ESD is a tiny version of lightning. As the current dissipates through an object, it's seeking a low impedance path to the ground to equalize potentials. In most cases, ESD currents will travel to the ground via the metal chassis frame of a device. However, it's well known that current will travel on every available path. In some cases, one path may be between the PN junctions on integrated circuits to reach the ground. This current flow will burn holes visible to the naked eye in an integrated circuit, with evidence of heat damage to the surrounding area. One ESD event will not disrupt equipment operation. However, repeated events will degrade the equipment's internal components over time.
How does ESD occur?
ESD can occur in a variety of forms. One of the most common is through human contact with sensitive devices. Human touch is only sensitive on ESD levels that exceed 4,000V.
A recent investigation found the human body and its clothing capable of storing between 500V and 2,500V electrostatic during the normal workday. This is far above the level that damages circuits yet below the human perception threshold. Other sources of ESD damage to equipment include:
- Troubleshooting electronic equipment or handling of printed circuit boards without using an electrostatic wrist strap;
- Placement of synthetic materials (i.e. plastic, Styrofoam, etc.) on or near electronic equipment; and
- Rapid movement of air near electronic equipment (including using compressed air to blow dirt off printed circuit boards, circulating fans blowing on electronic equipment, or using an electronic device close to an air handling system).
In all of these scenarios, the accumulation of static charges may occur, but you may never know. Furthermore, a charged object does not necessarily have to contact the item for an ESD event to occur.

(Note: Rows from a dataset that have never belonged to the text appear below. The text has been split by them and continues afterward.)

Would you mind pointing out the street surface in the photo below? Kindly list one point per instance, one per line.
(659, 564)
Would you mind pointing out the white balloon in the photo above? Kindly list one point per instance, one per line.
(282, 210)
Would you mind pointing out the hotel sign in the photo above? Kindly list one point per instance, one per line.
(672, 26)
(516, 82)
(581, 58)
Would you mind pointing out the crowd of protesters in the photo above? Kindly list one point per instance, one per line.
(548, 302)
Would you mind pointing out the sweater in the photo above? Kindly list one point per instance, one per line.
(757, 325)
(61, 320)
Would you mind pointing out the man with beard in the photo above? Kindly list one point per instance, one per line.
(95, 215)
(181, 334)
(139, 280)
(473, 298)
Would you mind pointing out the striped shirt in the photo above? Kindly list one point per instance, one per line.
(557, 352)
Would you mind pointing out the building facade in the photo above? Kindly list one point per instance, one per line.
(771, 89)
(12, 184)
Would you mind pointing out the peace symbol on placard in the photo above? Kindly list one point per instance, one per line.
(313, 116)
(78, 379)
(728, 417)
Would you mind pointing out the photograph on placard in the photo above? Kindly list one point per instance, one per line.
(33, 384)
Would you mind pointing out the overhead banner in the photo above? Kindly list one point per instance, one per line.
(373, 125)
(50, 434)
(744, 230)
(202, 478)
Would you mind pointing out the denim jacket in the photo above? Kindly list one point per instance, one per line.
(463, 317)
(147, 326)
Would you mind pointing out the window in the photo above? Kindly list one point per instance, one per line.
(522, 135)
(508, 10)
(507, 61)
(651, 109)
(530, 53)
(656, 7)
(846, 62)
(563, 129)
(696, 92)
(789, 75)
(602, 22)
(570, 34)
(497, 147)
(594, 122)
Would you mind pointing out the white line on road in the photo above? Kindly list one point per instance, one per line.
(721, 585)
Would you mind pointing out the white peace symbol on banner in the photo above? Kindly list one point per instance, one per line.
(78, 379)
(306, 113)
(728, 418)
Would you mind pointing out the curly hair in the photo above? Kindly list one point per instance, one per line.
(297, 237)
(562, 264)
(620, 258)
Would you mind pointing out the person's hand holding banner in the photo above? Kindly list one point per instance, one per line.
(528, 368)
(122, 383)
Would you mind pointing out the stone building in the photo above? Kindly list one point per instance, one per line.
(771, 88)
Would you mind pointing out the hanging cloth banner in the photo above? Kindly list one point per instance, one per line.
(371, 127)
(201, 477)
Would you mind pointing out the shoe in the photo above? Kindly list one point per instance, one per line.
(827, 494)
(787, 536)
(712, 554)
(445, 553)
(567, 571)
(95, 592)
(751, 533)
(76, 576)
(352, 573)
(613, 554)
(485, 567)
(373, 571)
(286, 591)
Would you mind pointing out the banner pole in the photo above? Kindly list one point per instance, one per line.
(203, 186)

How do you measure electrostatic voltage?
One of the most effective ways to identify potential ESD problem areas is to make measurements using an electrostatic voltmeter. This meter will effectively measure electrostatic voltage up to 30,000V on all conductors and insulators. It also will display whether the charge is negative or positive. This may help you determine the source of the electrostatic accumulation.
How can you prevent ESD?
It's unlikely you can eliminate ESD completely from any site. However, experience has shown that the following guidelines are helpful:
- Keep all synthetic materials at least 4 in. away from electronic equipment.
- When cleaning printed circuit boards, use a spray labeled as non-static forming.

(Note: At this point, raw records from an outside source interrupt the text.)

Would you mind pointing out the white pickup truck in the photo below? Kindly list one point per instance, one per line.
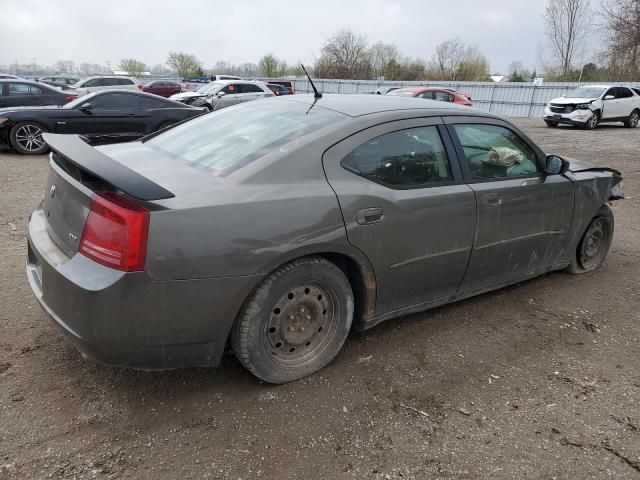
(590, 105)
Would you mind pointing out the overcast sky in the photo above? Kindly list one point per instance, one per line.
(97, 31)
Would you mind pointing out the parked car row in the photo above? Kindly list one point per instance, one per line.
(106, 116)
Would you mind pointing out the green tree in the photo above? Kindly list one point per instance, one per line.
(132, 66)
(268, 66)
(185, 64)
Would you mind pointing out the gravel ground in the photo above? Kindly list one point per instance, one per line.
(536, 381)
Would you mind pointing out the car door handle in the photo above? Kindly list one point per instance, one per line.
(491, 199)
(367, 216)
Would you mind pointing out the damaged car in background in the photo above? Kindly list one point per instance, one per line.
(280, 225)
(224, 93)
(590, 105)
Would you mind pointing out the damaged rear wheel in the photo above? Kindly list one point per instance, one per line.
(595, 243)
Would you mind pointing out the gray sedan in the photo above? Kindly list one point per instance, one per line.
(280, 224)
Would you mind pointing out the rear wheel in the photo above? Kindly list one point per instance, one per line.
(632, 121)
(592, 122)
(26, 138)
(296, 322)
(595, 243)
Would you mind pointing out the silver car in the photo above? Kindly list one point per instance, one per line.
(224, 93)
(281, 224)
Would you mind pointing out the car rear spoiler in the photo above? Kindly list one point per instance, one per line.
(105, 168)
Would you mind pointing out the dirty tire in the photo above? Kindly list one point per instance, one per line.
(295, 322)
(26, 138)
(593, 121)
(594, 244)
(632, 120)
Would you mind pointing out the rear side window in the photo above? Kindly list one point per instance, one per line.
(492, 151)
(115, 101)
(405, 158)
(249, 88)
(224, 141)
(20, 89)
(151, 103)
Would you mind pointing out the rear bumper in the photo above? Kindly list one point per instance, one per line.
(128, 319)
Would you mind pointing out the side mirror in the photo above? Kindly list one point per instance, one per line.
(555, 165)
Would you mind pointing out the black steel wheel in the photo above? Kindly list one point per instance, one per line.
(593, 121)
(26, 138)
(632, 120)
(594, 244)
(296, 321)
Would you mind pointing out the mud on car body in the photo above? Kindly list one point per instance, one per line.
(280, 224)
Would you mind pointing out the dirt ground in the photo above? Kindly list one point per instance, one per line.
(537, 381)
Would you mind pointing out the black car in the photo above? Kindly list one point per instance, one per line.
(24, 93)
(108, 116)
(61, 82)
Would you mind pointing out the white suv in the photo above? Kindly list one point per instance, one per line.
(589, 105)
(93, 84)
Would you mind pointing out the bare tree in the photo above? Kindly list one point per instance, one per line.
(132, 66)
(381, 55)
(184, 63)
(622, 28)
(447, 58)
(567, 25)
(268, 66)
(344, 55)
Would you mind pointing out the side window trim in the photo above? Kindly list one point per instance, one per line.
(466, 170)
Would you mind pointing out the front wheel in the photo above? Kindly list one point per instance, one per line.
(632, 120)
(26, 138)
(595, 243)
(592, 122)
(296, 321)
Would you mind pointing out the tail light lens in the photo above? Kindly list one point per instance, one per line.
(116, 232)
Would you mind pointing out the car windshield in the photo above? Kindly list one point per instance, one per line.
(224, 141)
(401, 93)
(212, 87)
(80, 100)
(585, 92)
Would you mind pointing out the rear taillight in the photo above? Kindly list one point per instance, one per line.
(115, 233)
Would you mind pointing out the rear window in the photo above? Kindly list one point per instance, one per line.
(224, 141)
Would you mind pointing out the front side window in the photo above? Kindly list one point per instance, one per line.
(404, 159)
(492, 151)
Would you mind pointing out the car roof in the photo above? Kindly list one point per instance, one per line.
(367, 104)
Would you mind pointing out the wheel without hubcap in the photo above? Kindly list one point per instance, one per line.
(296, 321)
(632, 121)
(27, 138)
(595, 243)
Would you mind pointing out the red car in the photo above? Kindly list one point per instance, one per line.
(434, 93)
(163, 88)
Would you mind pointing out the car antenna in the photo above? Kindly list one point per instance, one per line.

- When troubleshooting electronic equipment, always wear a static wrist strap that's grounded to the frame of the device. Also, wear the wrist strap when handling printed circuit boards.
- Treat carpets and floors with compounds that reduce the buildup of static charges.
- Use static floor mats where necessary.
- Make sure the grounding system for equipment has a low impedance for ESD currents to dissipate to an earthing reference. For more information, refer to NFPA-77, Recommended Practice on Static Electricity.
SIDEBAR: What Is Static Electricity?
It's the accumulation of positive or negative charges on insulators or conductors. These charges can vary, based on the stored capacitance of certain items with respect to an object having a corresponding opposite charge. The word static simply means the charge cannot be equalized or transferred through electromotive force until there is a decrease in the capacitance between two objects. An example of this can be your hand (which may hold a negative charge) as it approaches a doorknob (which may hold a positive charge). As your hand moves closer to the doorknob, the capacitance between the object and your hand will decrease. This results in a flow of current between your hand and the doorknob. This transfer is known as electrostatic discharge or ESD.